В конце концов я нашел песню, а точнее, меня нашла песня. Если честно, в тот момент я с чувством хлопнул себя по лбу, не понимая, и как я раньше не додумался до этой единственной песни. А, по-хорошему, какая еще песня должна была мне вспомниться в преддверии тяжелейшей в истории страны войны?! Только одна, и называется она «Священная война»!

Боже, как я пел! Я не пел, я жил этими словами! За каждым звуком великой песни перед моими глазами вставали лица сгоравших в танках советских танкистов, вгрызавшихся в противотанковых рвах в мерзлую землю женщин, орущих от диких перегрузок пилотов, встававших во весь рост под пулеметные очереди советских пехотинцев… Едва речитативом я начал напевать первые слова песни, как буква «р» чудесным образом начала звучать. И с каждым новым разом она звучала все четче и четче.

В какой-то момент слова песни-марша, песни-клятвы, песни-призыва я уже пел в полный голос. Правда, голос этот был нетвердым, напоминающим детский и писклявым, однако напор и мощь песни все равно чувствовались…

БАМС! Вдруг с силой хлопнула дверь нашей избушки! Я тут же заткнулся и нырнул в самую гущу крапивы, откуда прекрасно просматривалось наше крыльцо. «Вот же старая карга! Я, дурень, и не заметил, как она вернулась». Прямо перед входом, что-то бормоча себе под нос, лежала бабуля.
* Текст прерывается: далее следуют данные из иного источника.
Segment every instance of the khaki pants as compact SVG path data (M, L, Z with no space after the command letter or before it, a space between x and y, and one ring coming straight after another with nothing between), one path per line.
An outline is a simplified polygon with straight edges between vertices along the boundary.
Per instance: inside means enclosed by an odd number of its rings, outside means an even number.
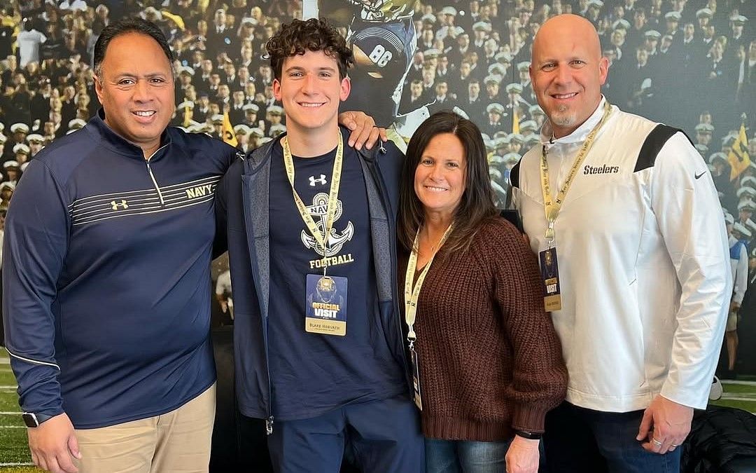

Корячась, она крепко обнимала какой-то сверток, в котором я, к своему изумлению, узнал оклад ее самой оберегаемой иконы «Владимирской Богородицы». «Чего это она?» Высунувшись из крапивы, я с изумлением следил за ней. «Она же с этой иконы буквально пылинки сдувала, а тут куда-то тащит ее… Подожди-ка, она чего-то там бормочет». Я по-пластунски, осторожно отодвигая стебли крапивы, пополз в ее сторону.

Наконец в ее бормотаниях я что-то стал различать.

– Ой, что же это тако? Матерь Божия… – шептала – бормотала бабуля, бережно укутывая полураскрытую икону. – Заговорила… Боженьки мои, чудо-то какое… Дождалась, боженьки мои, дождалась, – было слышно, как она начала всхлипывать. – Богородица заговорила… Плохое что-то пророчит. Темную орду пророчит… Надо скорее к матушке Фросе бежать… Боженьки мои… Что же это тапереча будет?

Расслышав, что это она там бормочет, я немного прифигел. «У бабули что, шифер поехал? Какая еще Богородица? Какая там темная орда? Мать его, да это же…» Меня аж пот с головы до ног пробил от пришедшей в голову мысли. «Это что же получается, бабуля приняла мое пение за голос Богородицы?» Резко вскочив, я подбежал к стене избы, где несколькими минутами ранее занимался своими тренировками. «Черт побери! Отдушина в стене! Мать ее…» Прямо в бревенчатой стене избы располагалось отверстие примерно с кулак взрослого человека. «Вот это я дал! Бляха-муха! У нее же от всего этого мозги могут набекрень съехать… Она ведь совершенно искренне верит!» В этот момент меня осенило! «Вот же он, ключик! Черт меня дери, это же самый настоящий золотой ключик… И как бы это ни было гадко, но я должен буду это использовать в своих целях. Иначе я … мы все здесь сдохнем под немецкими танками».